Hubble, the DTC contact lens company, started running $100,000 TV campaigns, devoting half to produce four commercials and the other half on media, said CEO and co-founder Jesse Horwitz. That’s a large test budget compared to other media channels, where Hubble might spend $10,000 before deciding whether or not to commit.
“You can run TV at much lower scales than people have pitched historically, and sharper brands are adopting that to enter,” Horwitz said.
Testing TV in new ways
DTC brands are bringing a new testing and optimization ethos to television.
Hubble evaluates television campaigns by tracking organic searches and traffic to its site within five minutes of a commercial airing, as well as post-checkout surveys to see what percentage of new customers remembered a TV ad, Horwitz said. With that baseline, the brand can move budgets up or down over time and see how the response rates change.
Older brands don’t have testing instincts that are as strong, using media mix modeling months after a campaign instead of running attribution within a week. But those brands also don’t have the same capacity to optimize TV campaigns, because they drive traffic to stores instead of to their own sites and apps.

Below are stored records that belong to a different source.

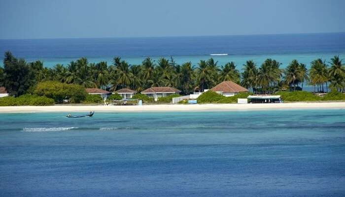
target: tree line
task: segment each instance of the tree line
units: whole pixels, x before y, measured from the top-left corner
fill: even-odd
[[[313,86],[318,92],[328,92],[329,87],[343,92],[345,87],[345,67],[339,56],[327,63],[315,60],[309,69],[296,60],[285,69],[275,60],[268,59],[259,66],[249,60],[243,65],[242,72],[233,62],[220,66],[210,58],[201,60],[196,66],[191,62],[180,65],[172,57],[161,58],[157,62],[147,57],[139,65],[131,65],[119,57],[114,58],[111,65],[105,62],[90,63],[82,58],[67,66],[57,64],[47,68],[41,61],[26,63],[9,51],[4,54],[3,65],[0,67],[0,86],[16,96],[30,93],[38,83],[47,81],[110,91],[127,88],[139,92],[150,87],[170,86],[181,90],[182,94],[193,92],[196,87],[203,91],[226,80],[254,93],[302,90],[306,84]]]

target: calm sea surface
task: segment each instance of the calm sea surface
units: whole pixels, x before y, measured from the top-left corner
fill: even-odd
[[[260,65],[275,59],[286,66],[297,59],[308,66],[322,58],[329,61],[334,55],[345,58],[345,33],[276,35],[233,35],[123,38],[0,39],[0,54],[10,50],[16,56],[31,62],[40,60],[44,66],[68,64],[81,57],[90,62],[106,61],[115,56],[131,64],[139,64],[145,56],[157,60],[172,56],[176,63],[211,57],[224,65],[234,61],[241,69],[248,60]],[[214,56],[211,54],[228,54]],[[2,62],[2,61],[1,61]],[[0,63],[0,65],[2,65]]]
[[[0,114],[1,197],[345,196],[345,110]]]

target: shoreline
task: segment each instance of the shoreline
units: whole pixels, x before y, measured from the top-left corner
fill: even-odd
[[[140,112],[169,111],[253,111],[282,109],[345,109],[345,102],[282,103],[157,104],[132,106],[51,105],[0,107],[0,113],[33,112]]]

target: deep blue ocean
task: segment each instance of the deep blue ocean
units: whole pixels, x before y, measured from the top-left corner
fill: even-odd
[[[1,197],[344,197],[345,111],[0,114]]]
[[[317,58],[329,62],[334,55],[345,58],[345,33],[121,38],[0,39],[0,53],[10,50],[28,62],[42,61],[44,66],[67,65],[86,57],[90,63],[106,61],[119,56],[131,65],[145,57],[155,60],[171,56],[178,64],[213,58],[218,65],[234,61],[241,70],[249,60],[260,65],[275,59],[285,67],[293,59],[305,64]],[[211,55],[211,54],[227,54]],[[2,61],[1,61],[2,62]],[[1,63],[2,65],[2,62]]]

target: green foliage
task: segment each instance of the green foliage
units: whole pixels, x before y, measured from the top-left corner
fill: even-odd
[[[177,94],[173,94],[170,95],[167,97],[161,97],[160,98],[158,98],[158,100],[157,100],[157,101],[159,102],[170,103],[172,102],[172,98],[175,98],[175,97],[181,97],[181,95],[178,95]]]
[[[200,95],[197,99],[197,101],[198,103],[214,103],[224,98],[225,96],[209,90]]]
[[[16,98],[13,97],[0,98],[0,106],[16,106]]]
[[[238,98],[246,98],[249,95],[252,94],[248,92],[240,93],[233,97],[228,97],[219,100],[217,102],[219,103],[237,103]]]
[[[280,91],[275,95],[280,95],[284,101],[314,101],[321,100],[320,97],[307,91]]]
[[[142,100],[144,102],[153,102],[153,98],[147,97],[143,94],[136,94],[132,98],[133,99],[138,99]]]
[[[24,95],[17,98],[5,97],[0,98],[0,106],[44,106],[54,104],[54,99],[37,95]]]
[[[103,99],[99,95],[87,95],[83,102],[84,103],[100,103],[103,101]]]
[[[121,100],[122,99],[121,95],[117,93],[113,93],[108,97],[108,99],[109,100]]]
[[[3,59],[3,83],[11,95],[18,96],[27,93],[35,83],[34,72],[23,59],[17,60],[7,51]]]
[[[87,95],[85,89],[81,86],[56,81],[39,83],[36,86],[34,93],[53,98],[59,103],[62,103],[65,99],[72,103],[79,103],[85,99]]]
[[[187,104],[188,103],[188,101],[187,100],[180,100],[178,102],[178,104]]]
[[[322,100],[345,100],[345,94],[338,92],[336,89],[333,89],[331,92],[324,96],[322,99]]]

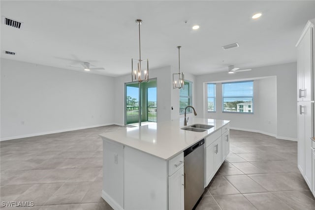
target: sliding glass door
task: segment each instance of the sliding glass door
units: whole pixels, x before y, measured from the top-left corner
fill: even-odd
[[[141,126],[156,122],[157,79],[149,82],[126,83],[126,124]]]

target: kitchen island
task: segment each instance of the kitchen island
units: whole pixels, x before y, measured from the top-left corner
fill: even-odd
[[[192,118],[188,126],[214,126],[197,132],[181,129],[181,119],[100,135],[102,197],[115,210],[183,210],[183,151],[205,139],[206,186],[229,151],[229,122]]]

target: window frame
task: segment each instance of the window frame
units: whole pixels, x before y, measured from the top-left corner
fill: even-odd
[[[179,105],[179,114],[180,115],[184,115],[185,114],[185,111],[183,112],[181,112],[181,106],[180,106],[180,101],[181,101],[181,98],[189,98],[189,104],[188,105],[188,106],[192,106],[192,82],[190,81],[189,80],[185,80],[184,81],[184,86],[185,87],[185,83],[188,83],[189,84],[189,92],[188,92],[188,96],[187,97],[181,97],[181,94],[180,94],[180,91],[182,89],[180,89],[179,90],[179,102],[180,102],[180,105]],[[189,108],[188,109],[187,109],[187,111],[186,112],[186,114],[187,113],[192,113],[192,109]]]
[[[214,96],[213,97],[209,97],[208,96],[208,85],[214,85]],[[207,83],[207,111],[208,112],[212,112],[212,113],[215,113],[217,111],[217,106],[216,106],[216,104],[217,104],[217,101],[216,101],[216,89],[217,89],[217,84],[216,83]],[[214,109],[213,109],[213,111],[209,111],[208,107],[209,106],[209,98],[213,98],[213,106],[214,106]]]
[[[229,96],[225,96],[224,97],[223,95],[223,93],[224,93],[224,90],[223,90],[223,85],[224,84],[231,84],[231,83],[246,83],[246,82],[252,82],[252,96],[233,96],[233,97],[234,98],[252,98],[252,105],[251,105],[251,109],[252,109],[252,111],[251,112],[244,112],[244,108],[243,109],[243,112],[230,112],[230,111],[224,111],[224,98],[228,98]],[[236,114],[254,114],[254,109],[253,109],[253,106],[254,106],[254,80],[244,80],[244,81],[237,81],[237,82],[226,82],[226,83],[222,83],[221,84],[221,89],[222,89],[222,112],[224,113],[236,113]],[[244,107],[244,106],[243,106]]]

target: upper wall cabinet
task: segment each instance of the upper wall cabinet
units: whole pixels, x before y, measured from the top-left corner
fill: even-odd
[[[297,100],[313,100],[314,25],[315,19],[309,21],[299,39],[297,47]]]

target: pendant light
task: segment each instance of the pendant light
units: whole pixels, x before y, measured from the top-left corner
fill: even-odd
[[[184,73],[181,73],[181,62],[180,49],[182,47],[180,46],[177,47],[178,48],[178,73],[173,74],[173,89],[184,89]]]
[[[142,24],[141,20],[136,20],[136,23],[139,26],[139,59],[131,59],[131,78],[132,81],[138,81],[139,83],[142,82],[149,82],[149,60],[141,60],[141,49],[140,45],[140,26]],[[136,64],[137,66],[134,68],[134,64]],[[144,66],[142,66],[143,64]],[[143,69],[142,69],[142,67]]]

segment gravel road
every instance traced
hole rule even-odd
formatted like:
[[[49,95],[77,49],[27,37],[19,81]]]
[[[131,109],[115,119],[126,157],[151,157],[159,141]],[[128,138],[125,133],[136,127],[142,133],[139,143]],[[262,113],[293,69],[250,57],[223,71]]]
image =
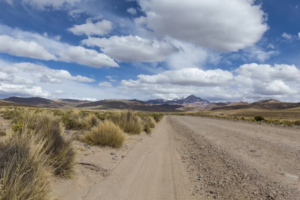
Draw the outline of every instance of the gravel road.
[[[300,134],[166,116],[110,175],[75,199],[300,200]]]

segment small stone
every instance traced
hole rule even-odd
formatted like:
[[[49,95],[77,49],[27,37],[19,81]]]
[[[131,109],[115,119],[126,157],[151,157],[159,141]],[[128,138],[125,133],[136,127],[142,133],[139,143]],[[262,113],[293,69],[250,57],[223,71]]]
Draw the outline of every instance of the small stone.
[[[291,174],[288,173],[283,173],[282,174],[282,175],[284,175],[286,177],[288,177],[291,178],[298,179],[299,178],[299,176],[296,175]]]
[[[112,159],[114,159],[114,160],[117,160],[117,161],[118,161],[118,160],[120,160],[120,158],[118,158],[118,157],[114,157],[114,158],[112,158]]]

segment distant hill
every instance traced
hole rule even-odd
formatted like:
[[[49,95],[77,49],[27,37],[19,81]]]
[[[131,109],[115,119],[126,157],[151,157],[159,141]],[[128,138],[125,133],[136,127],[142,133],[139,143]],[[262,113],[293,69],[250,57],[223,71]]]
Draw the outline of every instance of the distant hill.
[[[60,105],[62,105],[62,108],[70,108],[82,104],[88,103],[92,102],[88,100],[70,100],[68,98],[62,100],[58,100],[56,98],[54,98],[52,100],[56,102]]]
[[[18,96],[12,96],[9,98],[4,98],[3,100],[6,102],[26,104],[42,108],[58,108],[62,106],[62,105],[56,102],[40,97],[23,98]]]
[[[132,110],[138,111],[160,112],[176,112],[177,111],[176,109],[181,107],[182,106],[168,104],[152,105],[136,100],[106,100],[82,104],[75,106],[75,108],[78,108],[94,110]]]
[[[263,109],[270,110],[281,110],[294,108],[300,106],[300,102],[292,103],[282,102],[276,100],[262,100],[251,104],[243,102],[235,102],[224,106],[214,108],[211,110],[232,110],[243,108]]]
[[[69,99],[69,98],[62,98],[62,99],[58,99],[58,100],[56,100],[54,99],[53,100],[60,100],[62,102],[70,102],[72,103],[86,103],[86,102],[92,102],[89,100],[71,100],[71,99]]]
[[[26,104],[18,104],[14,102],[6,102],[4,100],[0,100],[0,106],[16,106],[16,107],[33,107],[36,108],[34,106],[27,105]]]
[[[194,95],[190,95],[188,96],[184,96],[179,100],[178,98],[176,98],[174,100],[170,100],[166,98],[162,98],[154,100],[149,100],[146,102],[148,104],[211,104],[209,101],[205,100],[202,100],[200,97],[198,97]]]

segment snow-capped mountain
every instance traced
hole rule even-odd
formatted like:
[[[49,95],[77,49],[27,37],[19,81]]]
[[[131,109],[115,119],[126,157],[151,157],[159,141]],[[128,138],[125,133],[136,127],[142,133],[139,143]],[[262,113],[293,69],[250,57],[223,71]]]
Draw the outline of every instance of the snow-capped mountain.
[[[146,102],[148,104],[166,104],[166,102],[170,102],[174,100],[172,98],[157,98],[154,100],[149,100]]]
[[[184,96],[180,99],[176,98],[174,100],[170,100],[166,98],[160,98],[154,100],[149,100],[146,102],[150,104],[210,104],[211,103],[205,100],[198,97],[194,95],[191,95],[188,96]]]

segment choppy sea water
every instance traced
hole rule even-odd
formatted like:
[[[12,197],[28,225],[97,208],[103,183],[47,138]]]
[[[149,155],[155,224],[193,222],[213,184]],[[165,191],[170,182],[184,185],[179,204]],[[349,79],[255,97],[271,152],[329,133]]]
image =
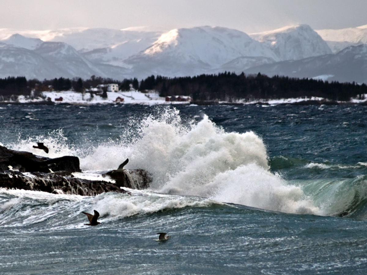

The test-and-learn ethos also affects how DTC brands buy TV ads.
Television networks do most of their business in upfront sales. And traditional TV advertisers often buy a month or two of media before they measure or reallocate spend.
But Rothy’s, which started its first television campaign last month, is buying TV on a quicker, more incremental cycle, Gehring said. The brand starts with networks or programs that skew toward young women, every week re-upping spend on the shows, days or day-parts that perform best.
Improving attribution
Television networks are concerned that attribution models favor digital channels, where audience data can be collected and tied to conversions. But the DTC attribution obsession is boosting TV as well.
The effective CPM for linear television inventory can be much lower than digital video or streaming, once a brand has established baseline metrics for how TV impacts site visitors and conversion rates, Chang said. Startup brands with strong online attribution tech are supporting higher prices for TV ads, she said.
Now that Hubble has attribution models that connect site traffic and sales to the cost per acquisition of TV audiences, Horwitz said the brand treats TV like a performance channel, where it “spends as much as we want as long as the cost to drive traffic meets that CPA.”
Television is hard to scale up quickly, he said, because larger brands like Procter & Gamble can outspend or box out smaller competitors more effectively on TV than digital media.
But those legacy brands are using TV the same way they always have, Horowitz said, by buying gross ratings points to try and drive viewers to stores. “The premiums that are going up for TV inventory right now are driven by DTC brands and measurement, demonstrating value in other ways.”